Also benefiting the top line is Vodafone’s decision, three years ago, to extend its interests in emerging markets as a key objective of the operator’s corporate strategy. Vodafone’s Asian and African operators are contributing an increasingly important chunk of the growth in Vodafone’s total service revenues, Delaney said.
Vodafone has accelerated its £1 billion cost reduction programme, which will help it to offset the pressures of cost inflation and the competitive environment and invest in revenue growth opportunities. In the 2009 financial year, it achieved approximately £200 million of cost savings, which were partially offset by restructuring charges. It now intends to deliver at least 65% of the total programme in the 2010 financial year, ahead of plan.
Yet he added that cost savings of the magnitude promised by Vodafone are going to be increasingly hard to find, Delaney claimed.
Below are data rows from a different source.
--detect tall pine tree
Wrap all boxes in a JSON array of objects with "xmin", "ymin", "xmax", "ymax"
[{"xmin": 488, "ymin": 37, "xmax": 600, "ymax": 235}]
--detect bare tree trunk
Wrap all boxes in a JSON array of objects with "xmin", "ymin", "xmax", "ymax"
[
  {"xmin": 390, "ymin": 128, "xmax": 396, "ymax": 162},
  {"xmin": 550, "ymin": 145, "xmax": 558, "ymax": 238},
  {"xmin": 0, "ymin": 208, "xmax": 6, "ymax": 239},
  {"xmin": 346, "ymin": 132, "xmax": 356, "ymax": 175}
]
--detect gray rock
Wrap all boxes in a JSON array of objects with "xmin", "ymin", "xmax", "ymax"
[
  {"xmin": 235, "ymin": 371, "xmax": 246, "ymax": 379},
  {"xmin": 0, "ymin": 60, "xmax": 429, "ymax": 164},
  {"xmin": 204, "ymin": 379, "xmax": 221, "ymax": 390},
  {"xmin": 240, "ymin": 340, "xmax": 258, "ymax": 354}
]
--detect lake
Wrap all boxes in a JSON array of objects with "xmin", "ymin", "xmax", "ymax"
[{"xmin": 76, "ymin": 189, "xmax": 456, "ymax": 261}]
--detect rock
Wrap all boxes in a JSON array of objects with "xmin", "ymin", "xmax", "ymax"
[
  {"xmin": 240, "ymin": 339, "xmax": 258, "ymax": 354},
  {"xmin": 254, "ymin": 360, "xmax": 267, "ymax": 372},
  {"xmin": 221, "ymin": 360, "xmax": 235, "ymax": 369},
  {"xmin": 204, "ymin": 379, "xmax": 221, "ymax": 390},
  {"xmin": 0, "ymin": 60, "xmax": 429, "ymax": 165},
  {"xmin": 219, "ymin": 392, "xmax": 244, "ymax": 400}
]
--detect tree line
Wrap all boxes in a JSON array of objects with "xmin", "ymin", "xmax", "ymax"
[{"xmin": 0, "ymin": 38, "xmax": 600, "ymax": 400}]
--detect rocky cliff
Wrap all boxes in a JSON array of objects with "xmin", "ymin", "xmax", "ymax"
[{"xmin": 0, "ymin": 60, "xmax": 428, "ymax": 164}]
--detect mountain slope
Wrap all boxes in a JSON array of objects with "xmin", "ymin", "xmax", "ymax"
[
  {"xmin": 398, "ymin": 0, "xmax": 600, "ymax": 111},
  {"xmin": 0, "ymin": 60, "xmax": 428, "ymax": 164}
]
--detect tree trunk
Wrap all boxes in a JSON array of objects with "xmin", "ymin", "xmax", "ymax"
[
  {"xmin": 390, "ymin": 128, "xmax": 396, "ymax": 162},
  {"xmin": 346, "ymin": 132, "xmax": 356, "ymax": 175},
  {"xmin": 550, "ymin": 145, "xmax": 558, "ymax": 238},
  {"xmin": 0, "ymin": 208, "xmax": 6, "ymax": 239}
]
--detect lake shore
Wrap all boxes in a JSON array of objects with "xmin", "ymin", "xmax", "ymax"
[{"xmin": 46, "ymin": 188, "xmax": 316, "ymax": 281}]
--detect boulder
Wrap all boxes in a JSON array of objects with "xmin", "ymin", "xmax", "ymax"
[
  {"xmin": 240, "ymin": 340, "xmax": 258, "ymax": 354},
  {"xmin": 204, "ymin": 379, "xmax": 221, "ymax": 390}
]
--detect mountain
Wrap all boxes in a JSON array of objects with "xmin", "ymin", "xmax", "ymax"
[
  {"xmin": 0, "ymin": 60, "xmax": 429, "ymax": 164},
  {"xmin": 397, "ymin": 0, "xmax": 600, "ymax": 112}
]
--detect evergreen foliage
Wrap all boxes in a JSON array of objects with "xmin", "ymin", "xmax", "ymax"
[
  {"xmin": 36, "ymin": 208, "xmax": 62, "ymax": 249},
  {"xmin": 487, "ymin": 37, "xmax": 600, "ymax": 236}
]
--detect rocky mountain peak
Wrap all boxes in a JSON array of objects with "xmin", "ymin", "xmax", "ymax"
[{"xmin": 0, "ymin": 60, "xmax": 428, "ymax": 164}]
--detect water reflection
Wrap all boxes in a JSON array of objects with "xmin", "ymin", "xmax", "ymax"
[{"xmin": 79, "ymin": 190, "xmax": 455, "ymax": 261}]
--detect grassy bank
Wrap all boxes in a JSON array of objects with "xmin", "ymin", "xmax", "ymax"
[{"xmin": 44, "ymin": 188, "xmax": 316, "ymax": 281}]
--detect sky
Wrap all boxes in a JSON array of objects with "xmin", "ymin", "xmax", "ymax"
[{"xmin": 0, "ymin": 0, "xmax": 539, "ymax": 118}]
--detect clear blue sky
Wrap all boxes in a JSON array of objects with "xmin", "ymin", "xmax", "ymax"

Several major cost reduction measures were already in place well before the November announcement, including the consolidated back office, the RAN-sharing joint venture in India, the outsourcing of IT to IBM and EDS, and the outsourcing of spares supply to Ericsson, commented Delaney: “One wonders where else Vodafone can still look for fat to trim. It seems that the operator has some ideas, though, given its commitment, announced today, to achieve at least 65% of the total reduction programme in the 2010 financial year.”
Delaney summed up: “Today’s results show that Vodafone is making the best of the hard times that we’re going through. But for the coming year, at least, those times are going to get harder still. The recession is set to hit people in the pocket throughout Europe, for at least the remainder of 2009. Mobile users on prepaid are not committed to a fixed monthly payment, so it’s easy for them to cut back on their mobile spending as times get leaner. In the worst case, they can even cut back to zero, and still have a phone that receives incoming calls.”
In Europe, almost two thirds of Vodafone’s customers are on prepaid, so Vodafone’s exposure to the danger of spending cutbacks is considerable, claimed Delaney. Vodafone may also be vulnerable to cutbacks among the business users that make up a high percentage of its customer base in the UK, for example, as those businesses continue to cut costs, shed staff who are mobile users, and in some cases disappear altogether.